Nil-paid shares are typically used in circumstances where the EMI qualifying criteria cannot be met in full and the creation of a separate class of growth shares is not feasible, but the parties still wish to achieve capital treatment (rather than go down the route of ‘easy, but expensive’ unapproved options).
Nil-paid shares are usually ordinary shares of an existing class which are issued at full price (i.e., at a price equal to the shares’ unrestricted market value), but without collecting the subscription amount from the subscriber until an exit or other specified event occurs (such as a sale, IPO, liquidation or a compulsory transfer by a leaver). Investors may be prepared to agree to this arrangement on the basis that the founder would be committing to paying full market value for the shares (as at the time of issue) at a future point in time, with the founder’s return thereby being restricted to future growth.
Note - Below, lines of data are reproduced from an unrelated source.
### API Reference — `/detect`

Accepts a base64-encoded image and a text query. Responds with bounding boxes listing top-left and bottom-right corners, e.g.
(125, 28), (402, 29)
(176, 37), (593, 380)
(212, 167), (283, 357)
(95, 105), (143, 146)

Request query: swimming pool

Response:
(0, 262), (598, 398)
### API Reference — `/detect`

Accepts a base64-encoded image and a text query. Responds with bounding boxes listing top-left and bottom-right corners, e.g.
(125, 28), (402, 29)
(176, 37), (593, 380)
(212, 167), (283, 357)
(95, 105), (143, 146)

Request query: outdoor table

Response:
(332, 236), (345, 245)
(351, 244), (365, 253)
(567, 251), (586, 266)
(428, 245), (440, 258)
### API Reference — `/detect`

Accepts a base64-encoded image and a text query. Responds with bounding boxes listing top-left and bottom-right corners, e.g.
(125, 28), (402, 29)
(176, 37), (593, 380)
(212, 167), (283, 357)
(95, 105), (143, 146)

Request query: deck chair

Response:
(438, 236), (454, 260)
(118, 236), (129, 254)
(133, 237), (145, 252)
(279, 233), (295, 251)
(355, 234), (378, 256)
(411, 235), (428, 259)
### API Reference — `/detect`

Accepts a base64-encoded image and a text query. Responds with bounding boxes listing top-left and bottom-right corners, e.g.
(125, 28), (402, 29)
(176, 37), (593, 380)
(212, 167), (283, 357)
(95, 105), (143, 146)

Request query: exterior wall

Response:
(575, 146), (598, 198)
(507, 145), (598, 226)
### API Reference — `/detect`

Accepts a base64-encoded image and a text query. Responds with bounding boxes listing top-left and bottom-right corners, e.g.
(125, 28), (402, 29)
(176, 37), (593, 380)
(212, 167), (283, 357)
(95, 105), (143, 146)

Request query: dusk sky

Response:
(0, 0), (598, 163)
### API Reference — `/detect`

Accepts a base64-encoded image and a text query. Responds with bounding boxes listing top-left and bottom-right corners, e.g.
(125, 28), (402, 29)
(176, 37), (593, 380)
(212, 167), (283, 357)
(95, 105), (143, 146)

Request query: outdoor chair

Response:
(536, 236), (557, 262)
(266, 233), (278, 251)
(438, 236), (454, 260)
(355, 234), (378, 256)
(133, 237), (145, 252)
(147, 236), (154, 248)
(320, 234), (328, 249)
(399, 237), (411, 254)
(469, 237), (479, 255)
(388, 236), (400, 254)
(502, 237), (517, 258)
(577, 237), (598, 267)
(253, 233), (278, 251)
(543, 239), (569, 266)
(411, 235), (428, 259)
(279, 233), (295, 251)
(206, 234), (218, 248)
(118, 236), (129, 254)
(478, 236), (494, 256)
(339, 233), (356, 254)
Provided the shares are acquired for a subscription price equal to their unrestricted value, the acquisition does not give rise to employment tax liabilities (and the subscription agreement can cater for the eventuality of HMRC disagreeing with the shares’ valuation by providing for an automatic uplift in the subscription price to occur in those circumstances). Assuming a ‘section 431 election’ is entered into within 14 days from acquisition, future increases in the shares’ value will normally be treated as capital subject to CGT rather than employment income.
The arrangement is not entirely free from employment tax liabilities, as the subscription price not paid up is treated similarly to a cheap taxable loan. This has two consequences:
- First, to the extent that interest is not charged or is charged at below the HMRC official rate of interest (2 per cent per annum as at the date of this Insight piece, but this may increase in the future), there would be an annual charge to income tax on the benefit of not having to pay sufficient interest (subject to the availability of an applicable relief). Where a charge to income tax arises, there will also be a charge to Class 1A NICs for the employer company.
- Secondly, if the relevant amount is written off, there will be a charge to employment income tax and NICs on the value written off.
The main risk of this type of arrangement is a commercial one, as in the normal course of events any amount of the subscription price left outstanding will eventually become payable and the value of the shares acquired nil-paid can go down as well as up. In the event the payment obligation is crystallised at a successful exit, a founder holding nil-paid shares should be able to pay the outstanding amount out of the exit proceeds due to him.
However, if the payment obligation was crystallised by an insolvent liquidation, the subscription price left outstanding would be payable – even if at that point the nil-paid shares are worth less than the amount outstanding. A liquidator normally has no choice but to call in any amounts owed to the company; consequently, getting the outstanding subscription amount written off is not an option in those circumstances. For those reasons, a founder will often regard the use of nil-paid shares as too risky, especially where the financial situation of the company in question is less than secure.